The Crusades: An Arab Perspective is a four-part documentary series telling the dramatic story of the Crusades seen through Arab eyes, from the seizing of Jerusalem under Pope Urban II in 1099, to its recapture by Salah ad-Din (also known as Saladin), Richard the Lionheart's efforts to regain the city, and the end of the holy wars in 1291. In part one, we explore the history of the First Crusade and the conquest of Jerusalem.
The Crusades are the epitome of "holy war". Yet the roots of this 200-year conflict lay not just in religion, but also in the economic condition of medieval Europe.
"Around the time of the Crusades, Europe experienced several droughts which made people lose faith in everything," says Antoine Domit, history professor at the Lebanese University.
A struggle between church and state was taking place in Europe: Who would rule over the people of Europe, the pope or the king?
After centuries of European domination, largely through the armies of imperial Rome, the Mediterranean basin had fallen firmly under Muslim control.

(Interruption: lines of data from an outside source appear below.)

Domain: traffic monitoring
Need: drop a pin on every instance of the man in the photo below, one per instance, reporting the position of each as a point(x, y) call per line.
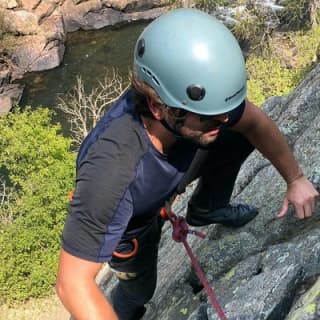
point(189, 90)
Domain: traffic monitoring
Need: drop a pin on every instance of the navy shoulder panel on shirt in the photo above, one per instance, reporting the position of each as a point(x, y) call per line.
point(103, 177)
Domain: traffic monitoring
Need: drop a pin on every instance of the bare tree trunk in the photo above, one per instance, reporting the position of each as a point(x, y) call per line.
point(314, 9)
point(84, 110)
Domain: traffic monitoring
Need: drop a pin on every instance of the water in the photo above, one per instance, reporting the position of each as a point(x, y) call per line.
point(89, 54)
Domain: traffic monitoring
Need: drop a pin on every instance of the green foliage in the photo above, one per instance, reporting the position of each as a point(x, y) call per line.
point(296, 14)
point(36, 162)
point(269, 78)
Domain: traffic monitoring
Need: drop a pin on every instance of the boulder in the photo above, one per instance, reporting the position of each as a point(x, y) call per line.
point(29, 4)
point(5, 104)
point(39, 53)
point(21, 21)
point(8, 4)
point(269, 269)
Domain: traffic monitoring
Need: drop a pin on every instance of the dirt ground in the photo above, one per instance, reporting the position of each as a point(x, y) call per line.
point(39, 309)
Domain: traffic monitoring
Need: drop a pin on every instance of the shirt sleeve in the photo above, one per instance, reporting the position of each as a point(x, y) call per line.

So the Muslims surrounded Europe, from Spain in the west to the eastern Mediterranean in the east.
"For Europeans, the east is 'A Thousand and One Nights'. It represents wealth, beautiful clothing, young concubines, thriving public life, songs and culture," says Elias al-Kattar, history professor at the Lebanese University.
While the Muslim east lived in prosperity, Europe had slipped into relative poverty and conflict.
"Medieval western society was a feudal society, which meant that you had the aristocracy in charge of a large amount of people that had no land possessions," says Jan Vendeburie, of the School of History, University of Kent.
Ishaaq Abaid, history professor at Ain Shams University, explains that "only one percent of people who had the titles of 'count', 'duke' or 'baron', owned all the agricultural lands. Ninety-nine percent of the European population were called serfs and worked on these lands."
Most Europeans in the 11th century lived in poverty and were struggling to survive, while war and conflict among knights were part of everyday life.